I'm ready to believe
(1) Everything that has a beginning of its existence has a cause of its existence.
(2) The universe has a beginning of its existence.
Therefore:
(3) The universe has a cause of its existence.
(4) If the universe has a cause of its existence then that cause is God.
Therefore:
(5) God exists.

Are there any errors in this reasoning?

I have a problem with this list starting at number 1. “Everything that has a beginning of its existence has a cause of its existence.” In our common experience, I have to agree with you. Due to processes that are easily comprehendible, matter and energy are transformed into different things like stars, planets and people. We have a good idea how all this happens, but how did that original mass and energy that eventually came to be these things come into existence. It is easy for us to see in the later stages how these things are created. There is nothing mystical about it and there is no question how these transformations of mass and energy occur, but it doesn’t necessarily mean that causality is how the original mass and energy of the universe came into existence. Just because we can see cause and effect happening around us does not mean that the original building blocks of the universe came into being in the same manner. I know weird things happen in the world of quantum physics, things that defy our common sense and cause and effect may be a foreign term to that process. I’m no physicist, and I might be way off the mark with this, but this is one of the things that I’m not so sure we can so easily assume. I’m not saying you are wrong in your conclusion, I am saying that I don’t believe we know that for a fact.
 

Corkscrew

I'm ready to believe
It it probably what exists outside our universe.

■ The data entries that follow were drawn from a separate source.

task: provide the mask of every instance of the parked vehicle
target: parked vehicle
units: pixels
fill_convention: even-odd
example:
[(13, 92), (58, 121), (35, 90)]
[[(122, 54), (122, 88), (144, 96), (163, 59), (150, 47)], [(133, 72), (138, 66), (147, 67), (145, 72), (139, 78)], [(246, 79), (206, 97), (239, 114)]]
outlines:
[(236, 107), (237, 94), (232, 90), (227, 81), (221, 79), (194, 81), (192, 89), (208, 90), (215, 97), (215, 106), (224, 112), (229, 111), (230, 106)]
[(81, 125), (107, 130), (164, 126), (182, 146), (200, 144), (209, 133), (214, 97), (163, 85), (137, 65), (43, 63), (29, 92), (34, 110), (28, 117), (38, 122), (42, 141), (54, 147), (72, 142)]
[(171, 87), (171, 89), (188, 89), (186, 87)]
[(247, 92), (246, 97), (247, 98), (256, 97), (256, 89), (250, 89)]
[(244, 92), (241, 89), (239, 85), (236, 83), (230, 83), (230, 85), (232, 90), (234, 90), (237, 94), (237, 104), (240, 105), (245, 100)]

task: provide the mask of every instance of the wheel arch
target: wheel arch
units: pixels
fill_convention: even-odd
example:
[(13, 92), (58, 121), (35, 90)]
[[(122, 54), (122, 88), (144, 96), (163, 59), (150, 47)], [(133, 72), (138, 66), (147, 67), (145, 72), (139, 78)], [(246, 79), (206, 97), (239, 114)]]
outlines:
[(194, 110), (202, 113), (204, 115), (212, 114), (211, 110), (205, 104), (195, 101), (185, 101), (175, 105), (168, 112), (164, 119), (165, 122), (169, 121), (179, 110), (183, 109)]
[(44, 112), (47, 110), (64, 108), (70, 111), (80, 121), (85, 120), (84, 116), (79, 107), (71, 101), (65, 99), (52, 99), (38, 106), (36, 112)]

So nothing exists outside our universe and consequently meaningless to talk about an existence outside of our universe. Sounds good, but I feel confident in stating that the inhabitants of our universe will never know what lies beyond our universe or if there even is a beyond our universe.
 

Meow Mix

Chatte Féministe
So nothing exists outside our universe and consequently meaningless to talk about an existence outside of our universe. Sounds good, but I feel confident in stating that the inhabitants of our universe will never know what lies beyond our universe or if there even is a beyond our universe.

Strictly speaking there can't be anything outside of "the universe," since the universe consists of all things that exist by definition. This comes down to splitting hairs though: usually when we say "universe" we're just talking about the cosmos (e.g., the visible universe in 3 spatial dimensions and one temporal dimension of physical objects).

Consider back when they found out that some of what they thought were "nebulae" were actually "island universe" (i.e., galaxies): when people were originally saying "the universe" they were probably just thinking of what we now call the Milky Way galaxy, when in reality the phrase "the universe" by fiat includes much more than that.

So, to get down to the point: no, by definition nothing can exist outside the universe. Of course not, since "the universe" by definition is everything that exists.

However, asking whether or not something might exist outside the visible or empirical universe is another story: as far as we know, that might be possible.
 

dyanaprajna2011

Dharmapala
(1) Everything that has a beginning of its existence has a cause of its existence.
(2) The universe has a beginning of its existence.
Therefore:
(3) The universe has a cause of its existence.
(4) If the universe has a cause of its existence then that cause is God.
Therefore:
(5) God exists.

Are there any errors in this reasoning?

Up until number 4. I do believe in the law of cause and effect, and therefore, the universe had to have had a beginning. However, I do not believe that it absolutely has to have been a god that created everything. It could just as easily have been a force or energy, or a natural law.
 

Corkscrew

I'm ready to believe
Strictly speaking there can't be anything outside of "the universe," since the universe consists of all things that exist by definition. This comes down to splitting hairs though: usually when we say "universe" we're just talking about the cosmos (e.g., the visible universe in 3 spatial dimensions and one temporal dimension of physical objects).

Consider back when they found out that some of what they thought were "nebulae" were actually "island universe" (i.e., galaxies): when people were originally saying "the universe" they were probably just thinking of what we now call the Milky Way galaxy, when in reality the phrase "the universe" by fiat includes much more than that.

So, to get down to the point: no, by definition nothing can exist outside the universe. Of course not, since "the universe" by definition is everything that exists.

However, asking whether or not something might exist outside the visible or empirical universe is another story: as far as we know, that might be possible.

I think I understand what you are saying, but there are things I find confusing, for example when I hear about the expanse of the universe, my first thought is what medium is the universe expanding into. Apparently I am looking at it in the wrong way. But I find it difficult to comprehend how I should be looking at it.
 

dyanaprajna2011

Dharmapala
I don't know if anything does or does not. We cannot assume either way.

Our perceptions and experience are limited to space-time, so I would agree with you that it is pointless to discuss whether anything exists outside this sphere or not, as we could never know, unless you accept the claims of mystics, which are highly subjective to begin with.